Its a digital hybrid (Class X) or at least its called that by Visonik. Here is the internals, they dont lie :




















I even had it on an L7 for a little while...of course it was way too much for it.










See what they dont tell you is, that you can clip a few resistors on the power supply, and bypass the protection on it, letting you wire it to 1 ohm or less. Its done on SPL setups all the time, and also enables you to utilize 16 volt setups as long as you have a 12 volt remote turn on lead. I like mine, hell if I had the extra money, id buy a couple more.


----------



## lowsammy (Jul 30, 2005)

So if you clipped a couple resistors on the power supply would that make it an unregulated power supply ? Im not to smart when you get to deep on them. 
So then whats your opinion on the Ultimate DD1-1300S class D. Parts Express use to sell them. It is suppose to be a digital amp


----------



## S10laynframe (Oct 17, 2002)

> _Originally posted by lowsammy_@Sep 11 2005, 02:53 PM~3793845
> *So if you clipped a couple resistors on the power supply would that make it an unregulated power supply ? Im not to smart when you get to deep on them.
> So then whats your opinion on the Ultimate DD1-1300S class D. Parts Express use to sell them. It is suppose to be a digital amp
> *



Now dont get it twisted homie, there really is no such thing as a "digital" amp, that would be an amp running processors that turn analog signal into "0" and "1" 's and being converted back to analog ac signal for the speakers....

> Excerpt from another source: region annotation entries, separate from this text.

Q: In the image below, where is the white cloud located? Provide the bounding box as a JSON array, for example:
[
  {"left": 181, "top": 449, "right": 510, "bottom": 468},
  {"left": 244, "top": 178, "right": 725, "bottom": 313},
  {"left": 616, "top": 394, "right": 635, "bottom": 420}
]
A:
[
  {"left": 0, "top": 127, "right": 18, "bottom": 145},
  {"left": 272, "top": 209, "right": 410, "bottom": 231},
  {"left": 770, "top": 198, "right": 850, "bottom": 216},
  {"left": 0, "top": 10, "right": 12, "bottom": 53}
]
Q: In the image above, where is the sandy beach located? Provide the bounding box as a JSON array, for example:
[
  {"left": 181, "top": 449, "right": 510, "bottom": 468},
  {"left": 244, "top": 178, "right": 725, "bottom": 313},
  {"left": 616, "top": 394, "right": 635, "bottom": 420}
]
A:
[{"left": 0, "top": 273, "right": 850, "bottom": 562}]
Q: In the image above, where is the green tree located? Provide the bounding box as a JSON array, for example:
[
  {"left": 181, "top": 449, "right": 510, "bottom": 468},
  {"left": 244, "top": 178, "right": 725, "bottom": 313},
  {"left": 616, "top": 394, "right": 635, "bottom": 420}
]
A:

They just put "digitial" on it because of the newer class amplifiers that run cooler and more stable, like mono block amps. It really is a gimmick, there is no true digital amp that I know of, so dont save your pennies looking for a top of the line "digital" amplifier.

-J


----------



## lowsammy (Jul 30, 2005)

Ive heard that too... that there are no true digital amps.I also heard if there were some the price would also be astronomical. I think that the digital amps I read a little about ,later said in the description that it was a hybrid. If the amp does convert the sound to "0" and "1"s then back to analog...would that still make for better sound or would it even be noticable if it did ?


----------



## snoopdan (Aug 24, 2005)

On the Visonik, you're not modifing the power supply so much, as removing the built in circuit protection that doesnt allow wiring impediences (ohms) of less than 4. When you clip the resistors, the amp's power supply could care less what you wire to it, and will push as hard as it can till it burns up. But thats sorta the point, and how often do you dump 3 or 4k of wattage into your subs all day right?

I didnt know we were going to get into a Digital amp discussion or I would of expanded on what I said  You can of course have digital inputs from a source (like a head unit) that is optical to a amp, but its really "whats the real point" You're still going to have to amplifiy that signal to analog anyway, and the extra processors they add onto the amplifier to do the digital processing can be a more of a circuit design headache more than anything, since the digital signal is often overshot thru the switching FET's adding noise to the carrier - which was supposedly the reason why you didnt want to have a digital amplifier in the first place, so Its a double edged sword, and mostly a gimmic born of engineering overdesign. Doesnt mean its bad, doesnt mean its good, just means you're going to pay more for an "active" digital sound processor noise filter built into the preamp section of your amplifier. 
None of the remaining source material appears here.